マスではない、特定マーケット向け&サステイナブルな「看板商品」づくりを
日頃よりお世話になっている本紙ご担当より寄稿依頼をいただいた。締め切りは4月18日とのこと、いま何件か抱えている「観光庁看板商品創出事業」の提案締切日とほぼ同じ(汗)。
できれば次の機会に…という気持ちを抑え、他ならぬN氏からの依頼ゆえ引き受けることにした。ということでお題は「看板商品」にしようと思う。この事業、予算額から考えると1千件前後の採択枠があり、こぞって多くの地域がエントリーするものと考える。この記事が出る頃は審査真っただ中と思われるので(審査に)影響のない書きぶりにしておこう。
地域にとっての看板商品とはなんだろう。訪れる観光客が求める看板商品とはなんだろう。僕の前職時代であれば「たくさん売れる商品」が看板商品の定義だったように思う。たくさん売るにはオールターゲットに訴求できて、オールシーズン設定できて、多くの地域に横展開できる商品、つまり5W1Hをあまり特定しないものが看板商品に近しかった。

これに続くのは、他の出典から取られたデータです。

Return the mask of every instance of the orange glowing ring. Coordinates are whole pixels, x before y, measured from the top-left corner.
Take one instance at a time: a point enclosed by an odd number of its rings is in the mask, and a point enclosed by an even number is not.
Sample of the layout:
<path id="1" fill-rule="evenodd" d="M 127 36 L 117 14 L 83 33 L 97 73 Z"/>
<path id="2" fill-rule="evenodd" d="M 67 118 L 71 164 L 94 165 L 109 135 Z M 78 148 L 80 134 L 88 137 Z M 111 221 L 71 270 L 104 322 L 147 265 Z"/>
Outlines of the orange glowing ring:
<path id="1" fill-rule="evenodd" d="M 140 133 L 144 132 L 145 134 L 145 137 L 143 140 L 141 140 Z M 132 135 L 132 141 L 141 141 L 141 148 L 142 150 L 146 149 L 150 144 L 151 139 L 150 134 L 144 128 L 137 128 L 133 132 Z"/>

消費者が求める旅と商品が変化しつつあることは本紙購読者なら誰でも感じているところであろう。看板商品=量販ではなくなってきている。でも稼げないと地域には定着しない。ということは、同じ「500」という数字であっても「100名×5」ではなく「10名×50」「5名×100」をどう創り出していけるかということ。そもそもメジャー観光地以外は「嵐のように来てアッという間に去っていく」送客と誘客は求めていなかった。メジャー観光地でも後者のコンテンツ開発に力点を置くところが多い。今回の看板商品創出事業には「販路開拓をせよ」とある。10名×50のために必要な販路とは、「来てくれたユーザー」こそが販路という考え方もあると思う。100名×5のためには旅行会社や地域側関係者が主観でアピールする誘客手法が重要だったが、10名×50、5名×100のためには共感を呼ぶことが何よりも大事で、満足度はもとより再来訪意向(リピート志向)や紹介意向(シェア志向)の高い看板商品づくりが求められるというのが現時点での結論となる。そして伝え方の法則は「1からの脱却」、つまり「一過性」「一方通行」「一人称目線」ではなく、ユーザーリアクションや共感が次の消費者を呼び込むわけで、「最初の5名」を作る新たな販路を開拓したい。
誰が見ても「量販ありき」ではなく、そんな可能性ある地域にエールを送る採択=地域のチャンスが数多く生まれることを願う。